For an appreciable moment Joan was silent; but after it she lost her head and whirled about.
"I shall go away," she cried.
"Where?" asked Lady Mallowe.
"Back to London."
"How much money have you?" asked her mother. She knew she had none. She was always sufficiently shrewd to see that she had none. If the girl had had a pound a week of her own, her mother had always realized that she would have been unmanageable. After the Jem Temple Barholm affair she would have been capable of going to live alone in slums. As it was, she knew enough to be aware that she was too handsome to walk out into Piccadilly without a penny in her pocket; so it had been just possible to keep her indoors.

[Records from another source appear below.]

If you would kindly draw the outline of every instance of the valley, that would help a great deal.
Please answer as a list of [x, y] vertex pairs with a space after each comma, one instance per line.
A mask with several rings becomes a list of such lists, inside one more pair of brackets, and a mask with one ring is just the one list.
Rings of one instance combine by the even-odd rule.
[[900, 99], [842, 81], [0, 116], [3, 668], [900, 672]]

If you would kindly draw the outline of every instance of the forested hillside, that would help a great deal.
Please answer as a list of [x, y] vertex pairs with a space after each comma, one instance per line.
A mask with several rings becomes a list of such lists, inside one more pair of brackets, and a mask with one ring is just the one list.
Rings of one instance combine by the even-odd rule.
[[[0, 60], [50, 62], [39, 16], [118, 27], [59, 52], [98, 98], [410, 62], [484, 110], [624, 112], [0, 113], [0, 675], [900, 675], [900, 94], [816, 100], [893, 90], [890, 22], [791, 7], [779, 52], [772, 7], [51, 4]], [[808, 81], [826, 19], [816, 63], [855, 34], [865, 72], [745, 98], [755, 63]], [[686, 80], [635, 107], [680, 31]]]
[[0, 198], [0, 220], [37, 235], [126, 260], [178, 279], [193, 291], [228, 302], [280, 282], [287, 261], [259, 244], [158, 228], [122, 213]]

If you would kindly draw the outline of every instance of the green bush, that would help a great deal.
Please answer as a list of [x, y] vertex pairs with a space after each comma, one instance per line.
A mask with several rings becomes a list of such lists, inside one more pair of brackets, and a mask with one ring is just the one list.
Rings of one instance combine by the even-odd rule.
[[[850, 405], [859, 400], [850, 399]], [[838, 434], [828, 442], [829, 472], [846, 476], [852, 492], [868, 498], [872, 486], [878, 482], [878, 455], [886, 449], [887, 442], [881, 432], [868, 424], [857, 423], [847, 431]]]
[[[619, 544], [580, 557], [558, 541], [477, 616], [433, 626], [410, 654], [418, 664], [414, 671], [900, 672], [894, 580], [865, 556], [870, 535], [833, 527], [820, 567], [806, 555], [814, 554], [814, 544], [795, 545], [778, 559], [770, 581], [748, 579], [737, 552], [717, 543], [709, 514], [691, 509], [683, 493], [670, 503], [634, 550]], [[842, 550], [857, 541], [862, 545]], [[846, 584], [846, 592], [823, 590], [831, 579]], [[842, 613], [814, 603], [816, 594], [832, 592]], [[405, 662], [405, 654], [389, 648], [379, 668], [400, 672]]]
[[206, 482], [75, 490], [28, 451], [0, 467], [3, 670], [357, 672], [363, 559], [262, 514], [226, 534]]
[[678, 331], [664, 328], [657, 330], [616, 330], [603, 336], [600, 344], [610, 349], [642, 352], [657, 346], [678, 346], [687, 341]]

"How much money have you?" she repeated quietly. This was the way in which their unbearable scenes began--the scenes which the servants passing the doors paused to listen to in the hope that her ladyship would forget that raised voices may be heard by the discreet outsider.
"How much money have you?" she said again.
Joan looked at her; this time it was for about five seconds. She turned her back on her and walked out of the room. Shortly afterward Lady Mallowe saw her walking down the avenue in the rain, which was beginning to fall.
She had left the house because she dared not stay in it. Once out in the park, she folded her long purple cloak about her and pulled her soft purple felt hat down over her brows, walking swiftly under the big trees without knowing where she intended to go before she returned. She liked the rain, she liked the heavy clouds; she wore her dark purples because she felt a fantastic, secret comfort in calling them her mourning --her mourning which she would wear forevermore.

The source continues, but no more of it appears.